Following the news that there have been reports of a new Facebook scam detected by security researchers over the weekend, Fraser Kyne, EMEA CTO Bromium commented below.
The campaign works by hijacking users’ Facebook accounts and then sending all their contacts an image file over Messenger, so can very easily snowball if even just a handful of victims fall into the trap. Even more worryingly, the security researchers said they have seen it being used to spread Nemucod malware installer and Locky ransomware to victims.
Fraser Kyne, EMEA CTO at Bromium:
“This looks like a relatively unsophisticated phishing campaign; the hackers have made no visible attempt to target their victims. Those people not only have to click on the bad link, but then have to fall for a pretty suspicious looking webpage and agree to download the extension. You’d be forgiven for writing it off as a low risk, but the real threat comes from the use of Facebook as a vehicle. People are far more likely to click on a link or download something if it looks like it came from a friend.
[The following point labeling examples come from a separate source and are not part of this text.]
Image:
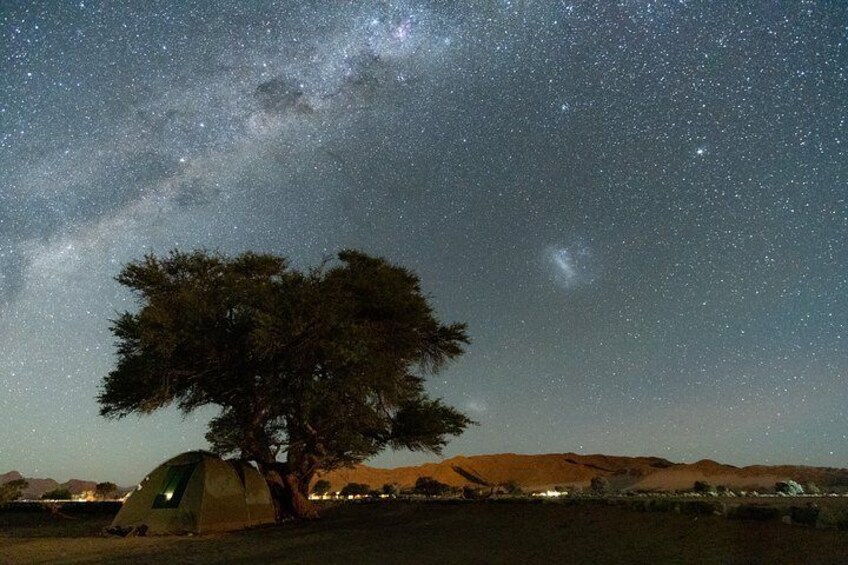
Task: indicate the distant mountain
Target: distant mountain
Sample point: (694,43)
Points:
(37,487)
(10,476)
(537,472)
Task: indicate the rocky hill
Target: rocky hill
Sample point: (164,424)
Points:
(537,472)
(37,487)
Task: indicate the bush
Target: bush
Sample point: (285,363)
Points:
(806,515)
(599,486)
(789,488)
(428,486)
(57,494)
(391,489)
(512,488)
(703,487)
(756,512)
(12,490)
(355,489)
(105,490)
(832,518)
(321,487)
(700,508)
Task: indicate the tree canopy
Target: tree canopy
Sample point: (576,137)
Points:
(311,370)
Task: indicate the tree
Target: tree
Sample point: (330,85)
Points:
(390,489)
(105,490)
(311,371)
(60,493)
(12,490)
(321,487)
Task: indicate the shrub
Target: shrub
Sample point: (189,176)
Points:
(599,485)
(512,488)
(57,494)
(105,490)
(703,487)
(756,512)
(321,487)
(700,508)
(789,488)
(806,515)
(428,486)
(391,489)
(355,489)
(12,490)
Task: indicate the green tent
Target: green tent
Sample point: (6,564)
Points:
(197,492)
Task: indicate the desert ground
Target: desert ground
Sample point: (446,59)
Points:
(440,532)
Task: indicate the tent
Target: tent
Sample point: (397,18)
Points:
(197,492)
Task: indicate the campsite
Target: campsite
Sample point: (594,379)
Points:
(397,531)
(423,281)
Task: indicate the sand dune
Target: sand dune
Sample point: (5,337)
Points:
(571,469)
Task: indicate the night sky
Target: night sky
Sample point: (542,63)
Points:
(639,207)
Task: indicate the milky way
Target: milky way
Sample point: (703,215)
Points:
(639,208)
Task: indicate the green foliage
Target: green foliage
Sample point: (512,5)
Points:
(12,490)
(326,366)
(832,518)
(355,489)
(390,489)
(428,486)
(57,494)
(321,487)
(105,490)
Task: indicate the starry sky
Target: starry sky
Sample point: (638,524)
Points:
(639,207)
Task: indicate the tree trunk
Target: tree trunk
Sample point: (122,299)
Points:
(290,492)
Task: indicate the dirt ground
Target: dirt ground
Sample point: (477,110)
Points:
(421,532)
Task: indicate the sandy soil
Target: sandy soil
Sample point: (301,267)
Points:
(407,532)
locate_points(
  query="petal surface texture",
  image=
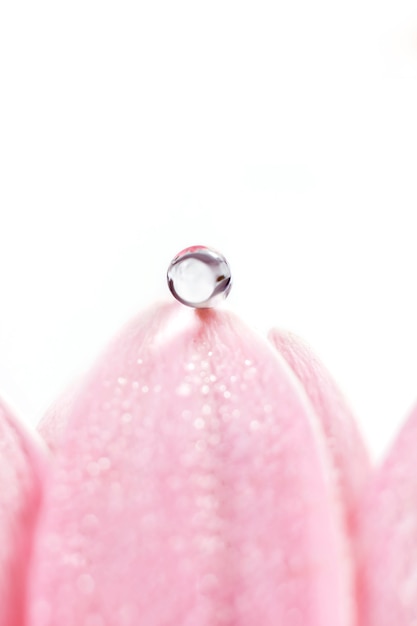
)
(20, 471)
(192, 487)
(349, 457)
(388, 538)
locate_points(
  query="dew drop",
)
(199, 277)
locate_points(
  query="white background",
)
(282, 133)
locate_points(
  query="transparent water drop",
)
(199, 277)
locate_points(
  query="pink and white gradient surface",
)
(203, 476)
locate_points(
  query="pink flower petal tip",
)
(193, 486)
“Verizon’s DBIR 2016 showed that nearly a third (30%) of phishing emails get opened; and 12% of users go on to click on the attachment or link, so it’s a lot more common than you might expect in a relatively cyber-aware culture. As with most attacks of this ilk, the bad guys just need a handful of their victims to fall for their ploy in order to be successful, and the self-propagating nature of this particular scam will help to ensure it continues to gather momentum even if most people smell a rat from a mile away.
“Given that so many users check their Facebook at work, there’s a big risk of this attack bleeding through into the enterprise. The best thing for businesses to do to minimise their risk is to ensure employees are aware of this scam. However, experience shows that there will always be one who ‘didn’t get the memo’ and clicks the link regardless. As such, they should also put a safety net in place to ensure users can’t compromise security. The best approach is to use micro-virtualisation techniques to run internet browsing sessions in a completely isolated environment, so even if a victim does fall for the scam, the malware is fully contained and can be eliminated simply by closing down the webpage.”